Unfortunately, this team experience was probably more the exception than the rule—as many teams are dysfunctional for one or more reasons. In fact, at the positive team experience that I was described above, my boss used to say, “the stars are all aligned for us.”
The challenge of putting together high-performance teams is described in Harvard Business Review, May 2009, in an article, “Why Teams Don’t Work,” by Diane Coutu.
She states: “Research consistently shows that teams underperform their potential.”
But Coutu explains that this phenomenon of underperformance by teams can be overcome, by following “five basic conditions” as described in “Leading Teams” by J. Richard Hackman (the descriptions of these are my thoughts):
“Teams must be real”—you need the right mix of people: who’s in and who’s out.
“Compelling direction”—teams need a clear purpose: “what they’re supposed to be doing” and is it meaningful.
“Enabling structures”—teams need process: how are things going to get done and by whom.
“Supportive organization”—teams need the commitment of the organization and its leadership: who is championing and sponsoring the team.
“Expert coaching”—you need training: how teams are supposed to behave and produce.
While leadership is not called out specifically, to me it is the “secret sauce” or the glue that holds all the other team enablers together. The skilled leader knows who to put on the team, how to motivate its members to want to succeed, how to structure the group to be productive and effective, how to build and maintain commitment, and how to coach, counsel, mentor, and ensure adequate training and tools for the team members.

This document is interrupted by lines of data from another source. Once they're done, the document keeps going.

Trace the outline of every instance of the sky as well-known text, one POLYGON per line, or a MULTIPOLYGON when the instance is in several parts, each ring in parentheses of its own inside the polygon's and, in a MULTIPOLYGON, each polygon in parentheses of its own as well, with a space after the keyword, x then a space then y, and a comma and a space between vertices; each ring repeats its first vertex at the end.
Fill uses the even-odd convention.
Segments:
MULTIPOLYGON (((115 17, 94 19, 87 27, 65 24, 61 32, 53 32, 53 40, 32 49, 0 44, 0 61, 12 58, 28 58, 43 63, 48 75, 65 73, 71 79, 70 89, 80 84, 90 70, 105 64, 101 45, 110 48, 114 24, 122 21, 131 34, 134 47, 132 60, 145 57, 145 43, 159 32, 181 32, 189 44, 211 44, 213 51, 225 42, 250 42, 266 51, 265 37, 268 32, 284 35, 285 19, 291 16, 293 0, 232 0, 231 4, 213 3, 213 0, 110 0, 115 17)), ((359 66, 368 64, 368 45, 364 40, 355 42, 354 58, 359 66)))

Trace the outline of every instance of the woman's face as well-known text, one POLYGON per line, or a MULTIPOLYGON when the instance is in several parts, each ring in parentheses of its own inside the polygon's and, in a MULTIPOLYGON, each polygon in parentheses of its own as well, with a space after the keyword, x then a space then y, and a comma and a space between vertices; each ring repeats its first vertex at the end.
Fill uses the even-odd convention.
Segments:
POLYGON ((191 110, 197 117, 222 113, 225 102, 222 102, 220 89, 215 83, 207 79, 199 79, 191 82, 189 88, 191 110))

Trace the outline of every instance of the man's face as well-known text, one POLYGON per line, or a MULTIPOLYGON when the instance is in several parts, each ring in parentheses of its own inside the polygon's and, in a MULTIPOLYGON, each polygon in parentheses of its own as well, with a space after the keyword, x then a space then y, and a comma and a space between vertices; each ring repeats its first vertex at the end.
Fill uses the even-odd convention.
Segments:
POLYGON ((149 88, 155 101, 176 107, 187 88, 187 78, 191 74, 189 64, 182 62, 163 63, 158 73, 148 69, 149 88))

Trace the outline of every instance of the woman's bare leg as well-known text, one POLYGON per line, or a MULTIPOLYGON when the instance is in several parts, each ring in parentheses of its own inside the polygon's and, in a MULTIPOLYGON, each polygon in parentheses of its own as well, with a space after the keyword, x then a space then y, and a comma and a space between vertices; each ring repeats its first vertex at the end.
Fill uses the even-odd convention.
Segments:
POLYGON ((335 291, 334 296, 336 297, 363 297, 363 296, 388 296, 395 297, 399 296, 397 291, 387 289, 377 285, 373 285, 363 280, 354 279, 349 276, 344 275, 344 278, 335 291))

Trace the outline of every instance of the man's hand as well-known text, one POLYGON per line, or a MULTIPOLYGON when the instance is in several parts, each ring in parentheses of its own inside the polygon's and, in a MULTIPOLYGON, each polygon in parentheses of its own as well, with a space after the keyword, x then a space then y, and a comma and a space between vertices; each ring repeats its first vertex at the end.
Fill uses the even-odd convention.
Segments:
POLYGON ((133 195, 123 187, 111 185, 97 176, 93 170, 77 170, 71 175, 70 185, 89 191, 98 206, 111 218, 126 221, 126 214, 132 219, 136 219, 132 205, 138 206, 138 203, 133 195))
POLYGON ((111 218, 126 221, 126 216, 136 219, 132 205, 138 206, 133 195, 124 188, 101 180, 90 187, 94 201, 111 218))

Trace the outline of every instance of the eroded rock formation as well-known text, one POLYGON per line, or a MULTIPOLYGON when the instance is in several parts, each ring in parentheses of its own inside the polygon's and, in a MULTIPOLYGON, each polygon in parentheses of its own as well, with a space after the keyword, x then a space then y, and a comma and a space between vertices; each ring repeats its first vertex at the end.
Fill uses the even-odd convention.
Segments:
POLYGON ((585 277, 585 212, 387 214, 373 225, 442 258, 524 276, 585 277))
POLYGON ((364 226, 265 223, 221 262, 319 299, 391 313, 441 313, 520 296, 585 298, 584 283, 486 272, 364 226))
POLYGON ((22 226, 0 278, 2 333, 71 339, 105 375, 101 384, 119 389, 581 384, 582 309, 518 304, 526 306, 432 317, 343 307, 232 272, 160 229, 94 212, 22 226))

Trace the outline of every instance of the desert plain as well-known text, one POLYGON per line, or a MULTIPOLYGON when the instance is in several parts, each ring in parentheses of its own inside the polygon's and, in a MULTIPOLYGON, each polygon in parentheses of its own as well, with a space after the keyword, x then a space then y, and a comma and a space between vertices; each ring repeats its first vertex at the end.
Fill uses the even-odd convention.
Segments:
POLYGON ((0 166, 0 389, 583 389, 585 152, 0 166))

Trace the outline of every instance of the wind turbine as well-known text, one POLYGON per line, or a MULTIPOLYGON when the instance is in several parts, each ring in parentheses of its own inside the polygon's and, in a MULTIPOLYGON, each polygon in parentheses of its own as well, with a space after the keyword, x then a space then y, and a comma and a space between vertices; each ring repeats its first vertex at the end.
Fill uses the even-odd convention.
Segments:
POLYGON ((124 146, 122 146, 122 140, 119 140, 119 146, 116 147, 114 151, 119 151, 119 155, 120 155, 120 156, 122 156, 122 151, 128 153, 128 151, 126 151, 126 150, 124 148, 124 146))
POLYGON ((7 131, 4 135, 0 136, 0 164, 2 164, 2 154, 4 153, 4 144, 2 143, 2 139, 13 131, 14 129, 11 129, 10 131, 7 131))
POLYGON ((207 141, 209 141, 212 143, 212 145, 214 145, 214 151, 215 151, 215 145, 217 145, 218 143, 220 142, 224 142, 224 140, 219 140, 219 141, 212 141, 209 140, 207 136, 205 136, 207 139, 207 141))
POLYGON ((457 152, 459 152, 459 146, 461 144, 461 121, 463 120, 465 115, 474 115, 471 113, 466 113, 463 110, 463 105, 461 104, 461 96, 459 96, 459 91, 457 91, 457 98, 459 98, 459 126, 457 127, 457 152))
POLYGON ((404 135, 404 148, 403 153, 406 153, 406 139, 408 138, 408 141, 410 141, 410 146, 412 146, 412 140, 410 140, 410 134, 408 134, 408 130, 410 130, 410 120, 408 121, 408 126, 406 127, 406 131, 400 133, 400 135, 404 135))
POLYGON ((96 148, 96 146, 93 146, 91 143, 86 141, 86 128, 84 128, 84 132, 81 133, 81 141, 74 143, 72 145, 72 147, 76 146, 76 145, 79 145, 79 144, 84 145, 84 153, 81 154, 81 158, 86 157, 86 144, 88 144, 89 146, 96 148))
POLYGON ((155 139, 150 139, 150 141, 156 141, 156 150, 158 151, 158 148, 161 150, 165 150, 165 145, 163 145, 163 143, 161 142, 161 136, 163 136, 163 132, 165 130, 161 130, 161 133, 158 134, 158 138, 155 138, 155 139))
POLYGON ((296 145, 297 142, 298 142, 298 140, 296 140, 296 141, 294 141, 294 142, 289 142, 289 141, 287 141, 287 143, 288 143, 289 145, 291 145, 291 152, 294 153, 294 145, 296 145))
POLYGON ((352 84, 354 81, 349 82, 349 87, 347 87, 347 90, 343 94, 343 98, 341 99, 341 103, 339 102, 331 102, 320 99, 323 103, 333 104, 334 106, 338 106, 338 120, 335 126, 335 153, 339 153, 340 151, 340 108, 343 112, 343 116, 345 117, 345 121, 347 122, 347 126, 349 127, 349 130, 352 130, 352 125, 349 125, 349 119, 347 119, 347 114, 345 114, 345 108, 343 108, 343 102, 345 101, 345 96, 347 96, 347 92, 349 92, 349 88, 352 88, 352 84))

One other critical element that Coutu spells out is courage. Team leaders and members need to have the courage to innovate, “ask difficult questions,” to counter various forms of active or passive resistance, and to experiment.
In short, harnessing the strength of a team means bringing out the best in everyone, making sure that the strengths and weaknesses of the individuals offset each other—there is true synergy in working together. In failing teams, everyone might as well stay home. In high-performance teams, the whole team is greater than the sum of its individual members.